Saturday, 26 October 2013
Review: Harry Potter and the Half-Blood Prince
Harry Potter and the Half-Blood Prince by J.K. Rowling
My rating: 3 of 5 stars
(Harry Potter re-read continues.)
I mentioned in my review of the last book that, even though it was long, it didn't drag. This one does, a bit. It becomes especially noticeable when you hit the 30 or so pages near the end that are actually exciting and gripping, and realise that the preceding 500-odd felt a bit over-padded, thick with teen relationship angst, arguments about a potions book, detentions, and Quidditch (including an off-screen Quidditch triumph that is, therefore, not exciting). It's a commonly-made joke that Voldemort is considerate enough to only spring his serious stuff at the end of the school year, obviously respecting the educational process, and never was it more obvious than here. The fact that, after the climax, there's a long denouement doesn't help, either.
The plot also seems a bit strained. There's a massive lampshade hung on the fact that it's only by good luck that Harry is able to carry out an important mission, and his friends are able to avoid being killed. All the worldbuilding is whimsical, which means that it's hard to ask the question "How would that even work?", but... lucky potion?

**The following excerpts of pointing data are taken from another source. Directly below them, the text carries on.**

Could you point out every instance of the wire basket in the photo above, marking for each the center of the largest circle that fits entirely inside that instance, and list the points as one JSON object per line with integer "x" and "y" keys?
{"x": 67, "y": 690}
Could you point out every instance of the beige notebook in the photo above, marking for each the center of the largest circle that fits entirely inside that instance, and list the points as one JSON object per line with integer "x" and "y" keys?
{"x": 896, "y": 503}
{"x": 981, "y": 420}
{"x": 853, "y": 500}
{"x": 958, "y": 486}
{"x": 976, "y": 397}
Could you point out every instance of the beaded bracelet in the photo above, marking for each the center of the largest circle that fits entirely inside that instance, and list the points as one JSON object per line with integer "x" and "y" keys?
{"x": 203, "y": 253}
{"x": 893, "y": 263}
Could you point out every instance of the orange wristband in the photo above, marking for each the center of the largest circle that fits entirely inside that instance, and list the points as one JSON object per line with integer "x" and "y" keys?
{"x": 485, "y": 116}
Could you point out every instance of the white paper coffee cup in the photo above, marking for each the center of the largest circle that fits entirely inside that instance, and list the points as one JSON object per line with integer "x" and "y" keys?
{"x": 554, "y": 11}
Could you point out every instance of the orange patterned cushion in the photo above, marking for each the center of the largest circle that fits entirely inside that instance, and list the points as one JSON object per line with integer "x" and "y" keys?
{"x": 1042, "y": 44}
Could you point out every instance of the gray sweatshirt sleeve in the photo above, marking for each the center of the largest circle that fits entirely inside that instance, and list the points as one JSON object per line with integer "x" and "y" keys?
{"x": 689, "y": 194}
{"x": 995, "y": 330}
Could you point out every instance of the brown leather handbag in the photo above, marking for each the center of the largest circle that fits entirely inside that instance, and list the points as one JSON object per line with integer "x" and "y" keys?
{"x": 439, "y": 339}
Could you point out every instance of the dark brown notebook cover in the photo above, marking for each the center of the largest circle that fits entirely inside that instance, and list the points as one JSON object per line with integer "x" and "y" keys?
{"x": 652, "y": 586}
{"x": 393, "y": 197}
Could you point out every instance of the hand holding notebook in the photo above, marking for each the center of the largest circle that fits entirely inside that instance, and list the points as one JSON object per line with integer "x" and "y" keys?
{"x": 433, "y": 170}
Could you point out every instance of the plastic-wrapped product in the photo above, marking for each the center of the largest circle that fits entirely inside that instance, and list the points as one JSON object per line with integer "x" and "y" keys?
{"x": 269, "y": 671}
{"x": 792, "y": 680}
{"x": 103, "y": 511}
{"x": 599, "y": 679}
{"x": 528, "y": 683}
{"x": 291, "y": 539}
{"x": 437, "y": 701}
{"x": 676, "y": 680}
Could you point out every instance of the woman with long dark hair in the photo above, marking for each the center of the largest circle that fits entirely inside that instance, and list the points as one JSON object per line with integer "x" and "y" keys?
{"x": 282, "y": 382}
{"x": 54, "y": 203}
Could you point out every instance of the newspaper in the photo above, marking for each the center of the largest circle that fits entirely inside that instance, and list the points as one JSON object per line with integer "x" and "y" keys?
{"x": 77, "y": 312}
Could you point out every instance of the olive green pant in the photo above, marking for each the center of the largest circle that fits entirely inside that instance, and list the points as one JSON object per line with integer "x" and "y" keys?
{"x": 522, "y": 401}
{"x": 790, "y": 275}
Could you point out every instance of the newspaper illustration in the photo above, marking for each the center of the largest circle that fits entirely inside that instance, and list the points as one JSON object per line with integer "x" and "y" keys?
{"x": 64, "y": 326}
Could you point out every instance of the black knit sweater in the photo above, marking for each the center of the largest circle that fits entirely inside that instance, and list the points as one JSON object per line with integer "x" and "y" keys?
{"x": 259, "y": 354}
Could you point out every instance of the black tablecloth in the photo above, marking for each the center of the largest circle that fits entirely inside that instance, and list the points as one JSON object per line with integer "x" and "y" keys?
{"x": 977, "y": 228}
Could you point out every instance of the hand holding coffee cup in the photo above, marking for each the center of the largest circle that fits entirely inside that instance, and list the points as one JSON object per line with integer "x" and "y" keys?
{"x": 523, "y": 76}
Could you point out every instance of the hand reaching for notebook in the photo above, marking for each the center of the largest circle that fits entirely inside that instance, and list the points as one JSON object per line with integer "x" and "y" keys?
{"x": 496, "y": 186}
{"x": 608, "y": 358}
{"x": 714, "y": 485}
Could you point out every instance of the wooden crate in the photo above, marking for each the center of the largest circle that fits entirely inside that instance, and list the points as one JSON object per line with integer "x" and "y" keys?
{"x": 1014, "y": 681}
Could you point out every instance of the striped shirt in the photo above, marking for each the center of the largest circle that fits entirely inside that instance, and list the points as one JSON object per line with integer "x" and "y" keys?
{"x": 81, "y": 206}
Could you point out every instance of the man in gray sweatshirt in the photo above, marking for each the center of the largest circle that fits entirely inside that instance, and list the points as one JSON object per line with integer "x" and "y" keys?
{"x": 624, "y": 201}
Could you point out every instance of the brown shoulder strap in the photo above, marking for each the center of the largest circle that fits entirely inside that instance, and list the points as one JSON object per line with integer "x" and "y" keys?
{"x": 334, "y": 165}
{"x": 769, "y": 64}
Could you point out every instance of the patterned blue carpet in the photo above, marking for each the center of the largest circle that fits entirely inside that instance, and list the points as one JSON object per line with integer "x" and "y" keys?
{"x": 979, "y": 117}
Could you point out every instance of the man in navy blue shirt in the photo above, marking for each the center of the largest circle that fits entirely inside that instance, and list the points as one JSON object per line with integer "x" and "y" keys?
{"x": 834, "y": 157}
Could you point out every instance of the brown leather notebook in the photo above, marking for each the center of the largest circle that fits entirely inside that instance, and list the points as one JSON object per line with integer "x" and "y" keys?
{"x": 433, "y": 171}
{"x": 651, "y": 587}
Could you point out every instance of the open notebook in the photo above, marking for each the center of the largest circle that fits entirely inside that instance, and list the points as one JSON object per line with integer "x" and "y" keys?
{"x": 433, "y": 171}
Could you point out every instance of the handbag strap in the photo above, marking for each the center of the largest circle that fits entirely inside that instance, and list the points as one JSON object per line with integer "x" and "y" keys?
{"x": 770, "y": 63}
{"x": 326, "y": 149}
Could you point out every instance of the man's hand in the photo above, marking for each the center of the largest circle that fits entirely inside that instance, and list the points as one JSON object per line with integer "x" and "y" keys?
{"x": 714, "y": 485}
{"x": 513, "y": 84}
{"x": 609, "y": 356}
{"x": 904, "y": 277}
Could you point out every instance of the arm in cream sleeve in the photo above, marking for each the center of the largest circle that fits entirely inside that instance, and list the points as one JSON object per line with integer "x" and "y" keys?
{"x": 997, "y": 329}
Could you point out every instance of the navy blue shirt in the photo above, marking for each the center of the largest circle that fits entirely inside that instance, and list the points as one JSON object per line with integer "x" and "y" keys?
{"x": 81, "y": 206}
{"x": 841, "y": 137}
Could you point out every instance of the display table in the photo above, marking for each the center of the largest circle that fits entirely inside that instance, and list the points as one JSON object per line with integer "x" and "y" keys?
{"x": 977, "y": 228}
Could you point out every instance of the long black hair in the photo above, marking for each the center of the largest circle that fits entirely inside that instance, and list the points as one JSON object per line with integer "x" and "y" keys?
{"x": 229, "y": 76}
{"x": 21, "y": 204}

And speaking of being killed, authors are a bit like dogs. Once they get a taste for killing, they'll do it over and over, and escalate. The first three books (if I remember rightly) had no on-screen deaths, though death was certainly hanging about in the backstory and being narrowly and luckily avoided. Then a secondary character we'd not seen in previous books went down. Then a secondary character that we'd seen in a couple of previous books went down. Now a major character who has been in all the books goes down, and we're set for the final book's total bloodbath, beloved characters dropping left and right, George R.R. Martin style. I mean, I understand that stakes have to get higher as the series progresses, but I don't know that this is the only way.
Rowling is interested in writing female characters, of all kinds (there's a YouTube video about it that's worth watching), and in this and the previous book we finally get Strong!Ginny. Ginny starts out whiny and tearful and characterless, progresses through "helpless victim to be rescued", and finally, in Order of the Phoenix, grows some ovaries and starts to be interesting. We don't really see how she makes the transition, unfortunately; she just gets a sudden personality transplant. And then at the end of this book Harry makes the "we can't be together because it's too dangerous for you" speech, and she takes it equably and without arguing, which I found surprising. Anyway, she had some good moments for a while there.
Second-to-last books are like second books, hard to make strong, and this one isn't strong, by the standards of the series. I know I saw the movie in the theatre, because my wife complained bitterly all the way home about the scene where everyone lights up their wands like cigarette lighters at a rock concert, but to be honest I can't remember any other scenes from it apart from that one. I can't even remember what Horace Slughorn, a reasonably major character, looked like. Was it (as we thought at the time) because it was a bad movie, or is this part of the story just unmemorable? I'm starting to think the latter.